Garcia represents a new attitude among police departments that promotes officers as guardians of the community as much as enforcers of laws. She brings a fresh authenticity and can connect with both the community she grew up in and the police department that protects the community members.

Promoting heritage

Garcia believes she is particularly suited to this role as a Hispanic woman.

“Our community is predominately Hispanic,” she said. “Working patrol and being able to communicate in Spanish to help people as if I were talking to my family members, is rewarding.”

This helps her form relationships between the community and the police department.

Garcia’s roots are in Santa Ana. In addition to visiting her grandparents throughout much of her childhood on the Westside of Santa Ana, Garcia’s mom has been a teacher in the Santa Ana Unified School District for over 20 years.

“I never thought I’d be a police officer,” she said, although she majored in Criminal Justice at Cal State Long Beach. Garcia’s plans after graduation were to continue into law school. However, interning at a law office and being desk-bound with paper work did little to engage Garcia.

A defining moment

When she went on a ride-along with SAPD, a switch was flipped.

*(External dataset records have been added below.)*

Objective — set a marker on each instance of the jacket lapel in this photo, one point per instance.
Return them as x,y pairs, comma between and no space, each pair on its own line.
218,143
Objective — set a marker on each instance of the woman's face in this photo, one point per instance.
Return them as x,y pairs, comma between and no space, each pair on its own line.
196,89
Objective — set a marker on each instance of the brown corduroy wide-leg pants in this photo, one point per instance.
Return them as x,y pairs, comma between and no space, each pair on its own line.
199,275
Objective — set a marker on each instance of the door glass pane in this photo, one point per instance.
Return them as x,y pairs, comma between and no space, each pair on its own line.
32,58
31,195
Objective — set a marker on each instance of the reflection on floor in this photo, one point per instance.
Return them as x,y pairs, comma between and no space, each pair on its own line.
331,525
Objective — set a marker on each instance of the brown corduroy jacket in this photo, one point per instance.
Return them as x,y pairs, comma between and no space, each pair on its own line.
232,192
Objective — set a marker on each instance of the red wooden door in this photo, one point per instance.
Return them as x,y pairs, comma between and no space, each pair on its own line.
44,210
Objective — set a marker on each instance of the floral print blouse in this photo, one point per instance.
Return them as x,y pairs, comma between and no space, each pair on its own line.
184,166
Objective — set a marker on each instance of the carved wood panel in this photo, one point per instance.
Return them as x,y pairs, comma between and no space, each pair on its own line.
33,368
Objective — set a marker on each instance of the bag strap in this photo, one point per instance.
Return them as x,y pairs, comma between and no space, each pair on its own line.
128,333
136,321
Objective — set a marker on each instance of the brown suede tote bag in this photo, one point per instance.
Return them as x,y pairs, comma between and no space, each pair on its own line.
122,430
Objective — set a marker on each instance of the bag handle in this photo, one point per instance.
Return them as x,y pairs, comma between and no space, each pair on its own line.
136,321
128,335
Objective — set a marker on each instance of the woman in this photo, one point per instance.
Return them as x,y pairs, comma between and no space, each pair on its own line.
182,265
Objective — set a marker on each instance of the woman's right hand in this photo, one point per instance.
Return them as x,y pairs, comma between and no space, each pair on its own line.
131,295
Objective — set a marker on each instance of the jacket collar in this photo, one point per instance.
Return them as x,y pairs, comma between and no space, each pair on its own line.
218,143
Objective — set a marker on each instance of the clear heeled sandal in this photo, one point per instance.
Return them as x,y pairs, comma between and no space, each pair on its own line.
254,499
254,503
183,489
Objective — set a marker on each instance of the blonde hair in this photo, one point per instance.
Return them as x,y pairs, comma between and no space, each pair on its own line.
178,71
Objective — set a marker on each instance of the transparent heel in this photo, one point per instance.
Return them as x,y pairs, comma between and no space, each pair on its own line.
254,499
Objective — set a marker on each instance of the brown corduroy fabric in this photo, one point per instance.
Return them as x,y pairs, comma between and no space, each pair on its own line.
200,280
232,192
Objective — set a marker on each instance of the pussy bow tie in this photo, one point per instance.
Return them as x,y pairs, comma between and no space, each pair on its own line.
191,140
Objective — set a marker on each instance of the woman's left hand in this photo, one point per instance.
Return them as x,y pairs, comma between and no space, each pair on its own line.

“That was my first introduction to policing and it left a last impression,” Garcia said.

The activity, the pace, the variety, all of that appealed to her.

Part of the patrol area of her ride-along overlapped where Garcia grew up, giving her a nostalgic experience.

Garcia said she went on at least a half-dozen ride-a-longs with different departments. All of them strengthened her interest in police work and “every one of them drew me back to here,” she said of Santa Ana.

When the time came to apply for departments, the Orange County Sheriff’s Department was hiring, so she signed with them, went through the O.C. Sheriff’s Regional Training Academy Police Academy, and spent two years as a Deputy assigned to the Central Women’s Jail.

She values the time she spent as a Sheriff’s Deputy and is thankful to the department for giving her the opportunity, though “my end goal was here (in Santa Ana),” she said.

Garcia was hired by SAPD in 2019. Since then, she has worked patrol on every watch and was on the Quality of Life Team before moving over to the Social Media and Recruitment Team.

She was a key member in helping establish the department’s new Pre-Academy, which prepares newly hired officers for the rigors they will face once they enter the Police Academy.

Garcia said she is excited as she settles into the job.

“Every day brings something different, she said. “As PIO, I hope to be creative and innovative, and bring light to the department.”